Economic: How is economic growth projected? And employment? Both are factors that can influence how much your business will sell in the coming years.
Socio-cultural: What changes are happening in society? How could they relate to my business? For example, during the social unrest of 2019, businesses were affected. But others also benefited. You should always observe what is happening in society because it allows you to anticipate opportunities or react in time to threats.
Technological: How do technological changes affect my business? Is there technology that can replace my product or service? How could technological
Porter's forces
It is a model created by Michael Porter, a professor at Harvard University . It is used to analyze the industry to which a business belongs, considering its five forces:
Bargaining power of buyers or customers. If there are few customers (or if they are well organized), they have greater bargaining power. Also, if there are many companies competing with yours, again customers have bargaining power because it is more likely that if they demand a low price for high quality, there will be someone willing to provide it.
Bargaining power of suppliers or vendors. This is similar to the previous point, but with roles swapped. This time, your business is like the customer. If there are few customers, you have more bargaining power and can haggle over prices. On the other hand, if there are many suppliers, you can negotiate better. But be careful, if there are only a few suppliers, you may become dependent on them, which is a risk for your business.
Entry Competitors: How easy is it to enter this market with a new business? The more difficult it is, the better for you because it decreases the likelihood of competitors appearing.
Threat of substitute products: When a product is very unique, it is difficult to copy. phone number in philippines Pharmaceutical or technological products, for example, are difficult to copy because they have patents and rights. What can you do in your business? Differentiate yourself. Try to make your product or service unique, or at least very difficult to copy.
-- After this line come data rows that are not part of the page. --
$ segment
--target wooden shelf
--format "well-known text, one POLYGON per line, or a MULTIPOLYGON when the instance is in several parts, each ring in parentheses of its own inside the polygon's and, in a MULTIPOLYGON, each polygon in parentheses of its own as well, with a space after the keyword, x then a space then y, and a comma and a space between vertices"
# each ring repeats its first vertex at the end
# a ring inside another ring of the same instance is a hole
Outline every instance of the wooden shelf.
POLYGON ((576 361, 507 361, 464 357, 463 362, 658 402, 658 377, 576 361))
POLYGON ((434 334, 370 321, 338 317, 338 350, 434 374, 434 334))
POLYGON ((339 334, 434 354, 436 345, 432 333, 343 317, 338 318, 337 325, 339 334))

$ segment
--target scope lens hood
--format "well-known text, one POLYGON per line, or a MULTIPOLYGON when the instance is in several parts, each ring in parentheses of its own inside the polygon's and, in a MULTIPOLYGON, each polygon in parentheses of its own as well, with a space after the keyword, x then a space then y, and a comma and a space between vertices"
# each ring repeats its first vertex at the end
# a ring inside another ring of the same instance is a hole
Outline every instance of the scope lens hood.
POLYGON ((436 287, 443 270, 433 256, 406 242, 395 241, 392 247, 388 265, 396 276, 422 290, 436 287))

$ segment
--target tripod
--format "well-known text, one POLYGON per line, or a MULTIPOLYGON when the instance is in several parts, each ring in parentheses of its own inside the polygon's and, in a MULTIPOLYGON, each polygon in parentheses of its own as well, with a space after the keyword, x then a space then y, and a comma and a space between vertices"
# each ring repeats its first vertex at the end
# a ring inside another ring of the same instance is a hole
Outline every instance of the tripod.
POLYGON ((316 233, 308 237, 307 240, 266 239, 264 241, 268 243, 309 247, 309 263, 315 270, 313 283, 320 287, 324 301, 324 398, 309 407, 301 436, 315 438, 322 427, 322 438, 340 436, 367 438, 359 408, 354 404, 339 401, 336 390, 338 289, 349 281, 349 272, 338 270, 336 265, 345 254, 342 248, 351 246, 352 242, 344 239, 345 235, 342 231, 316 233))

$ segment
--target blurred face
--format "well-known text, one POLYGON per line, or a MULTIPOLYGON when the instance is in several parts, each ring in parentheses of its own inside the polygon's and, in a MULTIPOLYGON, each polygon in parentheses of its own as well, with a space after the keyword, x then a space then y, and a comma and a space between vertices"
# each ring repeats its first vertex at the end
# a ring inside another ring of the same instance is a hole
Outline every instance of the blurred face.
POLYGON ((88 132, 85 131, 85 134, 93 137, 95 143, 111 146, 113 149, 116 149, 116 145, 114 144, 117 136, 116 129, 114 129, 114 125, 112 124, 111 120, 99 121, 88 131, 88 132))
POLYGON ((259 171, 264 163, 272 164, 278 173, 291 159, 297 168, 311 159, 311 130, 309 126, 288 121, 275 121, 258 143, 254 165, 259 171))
Rivalry among competitors: Are there many competitors? How different are they? How aggressive is the competition? These are elements that can make an industry more or less attractive when it comes to investing.
CANVAS
Although the Canvas is a tool for analyzing the business model, it also provides information on how the company manages to add value to its customers. Therefore, it can be used as an internal analysis tool.
Keywords: Customer segments, value proposition, channels, customer relationships, revenue streams, key resources, key activities, key partners, and cost structure
Growth and participation matrix
Products and services can be classified according to the following categories.
Stars
are those that are in high-growth industries and have a high market share. They bring in a lot of money and are worth investing in.
Cows
are the most profitable products and should be milked to provide as much money as possible. Money earned from cows should be invested in stars to support their growth.
Dog
The dog quadrant has a low market share. It is not worth investing in them. They may be worth it to the extent that they complement other products or if they are expected to be profitable in the long term.
Question Mark
Question marks require closer analysis because they have a low market share. To gain ground, it is worth investing in them to make them stars. But the outcome is uncertain as it could lead to losses.
SWOT
SWOT is a tool that is used to perform both internal and external analysis.
Strengths: This belongs to the internal section and refers mainly to the things you do well in your business, to the positive qualities you have.